L'interprétation de la généralisation de l'enseignement secondaire en France dans les termes d'une massification scolaire indistincte contribue à occulter l'existence actuelle de nombreux dispositifs scolaires, hors ou post scolaires (micro-lycée, Ecole de la deuxième chance (E2C), Epide (Etablissement public d'insertion dans l'emploi), actions de formation des Apprentis d'Auteuil, etc.) visant à prévenir du décrochage scolaire (Bernard, 2015) ou à réduire ses effets par l'insertion sociale et professionnelle via un « mode de socialisation post-scolaire » (Dubar, 1987 ; Denecheau, Houdeville, Mazaud, 2015 ; Zaffran, 2015). Par ailleurs, ceux-ci ne se laissent, par ailleurs, comprendre qu'à la condition de les replacer dans le contexte de l'avènement d'une société des diplômes (Millet & Moreau, 2011), ces derniers étant présentés à la fois comme constituant la meilleure barrière contre le chômage ou les positions les plus précaires dans le système d'emploi et renforçant le stigmate (et les difficultés) de ceux qui n'en ont pas.
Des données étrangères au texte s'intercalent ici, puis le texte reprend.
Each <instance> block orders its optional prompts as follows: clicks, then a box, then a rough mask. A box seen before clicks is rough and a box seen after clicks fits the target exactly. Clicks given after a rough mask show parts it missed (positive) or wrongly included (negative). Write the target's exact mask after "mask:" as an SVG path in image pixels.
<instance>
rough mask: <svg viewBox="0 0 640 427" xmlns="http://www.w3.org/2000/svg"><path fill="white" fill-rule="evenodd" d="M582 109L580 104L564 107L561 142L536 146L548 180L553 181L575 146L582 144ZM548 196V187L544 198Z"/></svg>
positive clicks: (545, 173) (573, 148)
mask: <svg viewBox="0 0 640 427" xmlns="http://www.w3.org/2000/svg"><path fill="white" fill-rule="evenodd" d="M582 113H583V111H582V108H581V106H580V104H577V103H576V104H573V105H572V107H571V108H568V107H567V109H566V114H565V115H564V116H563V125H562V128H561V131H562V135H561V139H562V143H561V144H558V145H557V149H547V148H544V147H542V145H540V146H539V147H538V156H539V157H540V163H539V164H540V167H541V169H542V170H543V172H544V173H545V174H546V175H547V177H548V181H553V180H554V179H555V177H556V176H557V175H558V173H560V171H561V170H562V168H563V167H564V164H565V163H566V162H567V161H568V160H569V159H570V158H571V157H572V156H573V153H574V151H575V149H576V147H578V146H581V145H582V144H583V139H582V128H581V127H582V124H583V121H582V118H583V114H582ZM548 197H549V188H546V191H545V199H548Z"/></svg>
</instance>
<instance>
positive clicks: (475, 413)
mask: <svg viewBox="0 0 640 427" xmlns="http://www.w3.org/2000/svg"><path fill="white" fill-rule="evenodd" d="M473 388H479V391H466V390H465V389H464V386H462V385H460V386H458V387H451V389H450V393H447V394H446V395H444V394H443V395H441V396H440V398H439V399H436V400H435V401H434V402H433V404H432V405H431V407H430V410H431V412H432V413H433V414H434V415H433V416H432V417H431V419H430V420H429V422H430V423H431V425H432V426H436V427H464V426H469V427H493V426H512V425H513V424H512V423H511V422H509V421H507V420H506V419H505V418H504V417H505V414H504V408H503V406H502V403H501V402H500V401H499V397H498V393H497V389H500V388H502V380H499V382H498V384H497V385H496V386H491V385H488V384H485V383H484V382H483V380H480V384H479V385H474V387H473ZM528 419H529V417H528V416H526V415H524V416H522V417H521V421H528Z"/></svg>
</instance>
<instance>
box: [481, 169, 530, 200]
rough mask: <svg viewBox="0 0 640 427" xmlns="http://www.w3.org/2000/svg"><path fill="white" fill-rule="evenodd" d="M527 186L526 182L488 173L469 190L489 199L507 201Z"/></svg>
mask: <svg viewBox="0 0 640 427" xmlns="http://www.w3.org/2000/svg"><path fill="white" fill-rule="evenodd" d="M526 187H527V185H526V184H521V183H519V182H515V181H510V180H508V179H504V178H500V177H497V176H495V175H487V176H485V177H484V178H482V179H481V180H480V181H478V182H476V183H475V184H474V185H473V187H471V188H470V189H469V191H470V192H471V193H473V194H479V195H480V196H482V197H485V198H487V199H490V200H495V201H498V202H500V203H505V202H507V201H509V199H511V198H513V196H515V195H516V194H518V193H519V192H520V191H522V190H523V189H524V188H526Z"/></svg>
Ce symposium souhaite (s') interroger (sur) les trajectoires, les situations et les rapports à l'école, aux dispositifs de « formation » des jeunes dont le passage en dispositif constitue une étape (relativement courte) dans leur parcours. Quels itinéraires social et scolaire ont-ils connus auparavant ? Comment sont-ils venus aux / ont-ils été conduits vers les dispositifs ? Quelles attentes nourrissent-ils et quelles pratiques mettent-ils en œuvre ? Celles-ci concordent-elles toujours avec la disponibilité requise pour suivre les actions de « formation » programmées dans la perspective de l'obligation de leur engagement et leur « empowerment » ? Avec celles des agents chargés de les « accompagner » ? Ces agents se positionnent à la fois en rupture avec l'institution scolaire, ses valeurs et ses normes, par l'usage de pédagogies « différentes » conçues comme innovantes au sein d'espaces et de temporalités différents de la forme scolaire traditionnelle (Barrère, 2013), par la revendication d'autres modèles de réussite mais aussi, paradoxalement, en continuité avec elle : plusieurs formateurs de ces dispositifs ont des expériences professionnelles d'enseignements et reproduisent des méthodes pédagogiques, visent les mêmes objectifs par une pédagogie du détour, etc. Qu'est-ce que sont finalement ces dispositifs ? Comment caractériser leurs modalités de fonctionnement, leurs actions au regard des institutions scolaires, de celles de l'emploi ? Constituent-t-ils véritablement des alternatives ─ on sait que c'est un vocabulaire qu'emploient les promoteurs de ces dispositifs ─ ou bien ne sont-ils finalement que des structures permettant, sous des formes socialement acceptables, la pérennisation en l'état des rapports sociaux ?
Enfin, nous pensons que le thème retenu se prête particulièrement bien à un retour sur les travaux qui ont d'ores et déjà été conduits sur le sujet et les formes de réception ─ et la façon dont les chercheurs les comprennent ─ qu'ils ont suscitées, reprenant à notre compte les réflexions d'un Howard Becker par exemple autour de la question de savoir « de quel côté sommes nous ? » (Becker, 2006).
Berthet, Thierry et Zaffran, Joël (dir) (2014). Le décrochage scolaire : enjeux, acteurs et politiques de lutte contre la déscolarisation. Rennes : PUR.
Denecheau, Benjamin, Houdeville, Gérald et Mazaud, Caroline (dir) (2015). A l'école de l'autonomie. Epreuves et enjeux des dispositifs de deuxième chance. Paris : L'Harmattan.
Dubar, Claude, (1987). L'autre jeunesse : des jeunes sans diplôme dans un dispositif de socialisation. Lille : Presses Universitaires de Lille.
Millet, Mathias et Moreau, Gilles (dir) (2011). La société des diplômes. Paris : La Dispute. Etat des lieux.